Each command is a struct implementing CommandHandler:

pub struct DetectCommand {
    pub input: InputSource,
    pub json: bool,
    pub top: usize,
}

impl CommandHandler for DetectCommand {
    fn execute(&self, ctx: &Context) -> Result<()> {
        // 1. Call business logic function
        let candidates = run_detect(ctx, &self.input, self.top)?;
        
        // 2. Handle output formatting
        if self.json {
            println!("{}", serde_json::to_string_pretty(&candidates)?);
        } else {
            for candidate in candidates {
                println!("{}: {:.0}%", candidate.codec, candidate.confidence * 100.0);
            }
        }
        Ok(())
    }
}

Separation of Concerns

  1. Business logic in src/commands/*.rs - Pure functions accepting &Context
  2. I/O and formatting in CommandHandler::execute() - Handles JSON/text output
  3. Dispatch in src/main.rs - Creates command structs and calls execute()

Example flow:

// Business logic (testable, pure)
pub fn run_detect(ctx: &Context, input: &InputSource, top: usize) -> Result<Vec<DetectCandidate>> {
    let data = read_input(input)?;
    let mut candidates = ctx.registry.list()
        .iter()
        .map(|meta| {
            let codec = ctx.registry.get(meta.name).unwrap();
            codec.detect_score(&data)
        })
        .collect::<Vec<_>>();
    candidates.sort_by(|a, b| b.confidence.partial_cmp(&a.confidence).unwrap());
    Ok(candidates.into_iter().take(top).collect())
}

// Command handler (I/O, formatting)
impl CommandHandler for DetectCommand {
    fn execute(&self, ctx: &Context) -> Result<()> {
        let candidates = run_detect(ctx, &self.input, self.top)?;
        // ... formatting logic ...
    }
}

Development Workflow

1. Local Development

# Build
cargo build

# Run
cargo run -- enc --codec base64 -i "Hello"

# Test
cargo test

# Check for issues
cargo clippy
cargo fmt --check

2. Before Committing

# Format code
cargo fmt

# Run all tests
cargo test --all

# Check clippy warnings
cargo clippy --all-targets

# Verify CLI works
cargo run -- list
cargo run -- enc --codec base64 -i "test"

3. Commit Message Style

Follow conventional commits:

feat: add base93 codec support
fix: handle empty input in base64 padding
docs: update CONTRIBUTING with testing guide
refactor: extract validation utility function
test: add roundtrip tests for base58

Common Pitfalls

1. Forgetting to Register Codec

Problem: Codec implementation exists but not registered in registry.rs

Symptom: cargo test fails in codec_registration test

Fix: Add to registry as described in step 3 above

2. Not Handling Empty Input

Problem: Codec panics or returns error on empty input

Best Practice: Always handle empty input gracefully:

if input.is_empty() {
    return Ok(Vec::new());  // or Ok(String::new()) for encode
}

3. Hardcoding Confidence Scores

Problem: Using magic numbers like 0.7 instead of named constants

Fix: Use util::confidence::* constants

4. Not Testing Both Modes

Problem: Only testing Mode::Strict, forgetting Mode::Lenient

Fix: Add tests for both modes, especially whitespace handling

5. Losing Error Context

Problem: Converting all errors to generic strings

Fix: Map to specific error variants when possible (see Error Handling section)


Getting Help

  • Questions?
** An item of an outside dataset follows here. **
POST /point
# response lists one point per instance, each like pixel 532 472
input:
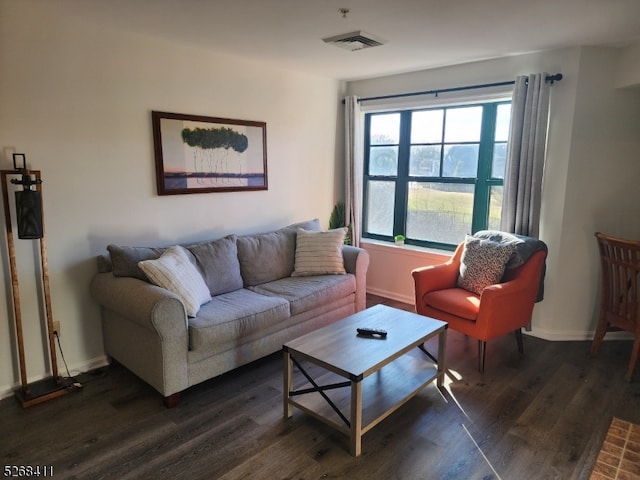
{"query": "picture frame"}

Open an issue on GitHub
  • Bug found? Open an issue with minimal reproduction
  • Feature idea? Open an issue for discussion first

Code Style

  • Formatting: Use cargo fmt (follows rustfmt defaults)
  • Linting: Address cargo clippy warnings
  • Naming: Follow Rust conventions (snake_case for functions, PascalCase for types)
  • Comments: Prefer self-documenting code; use comments for "why" not "what"
  • Tests: Test names should describe the scenario: test_empty_input_returns_empty_vec

License

By contributing, you agree that your contributions will be licensed under the project's license.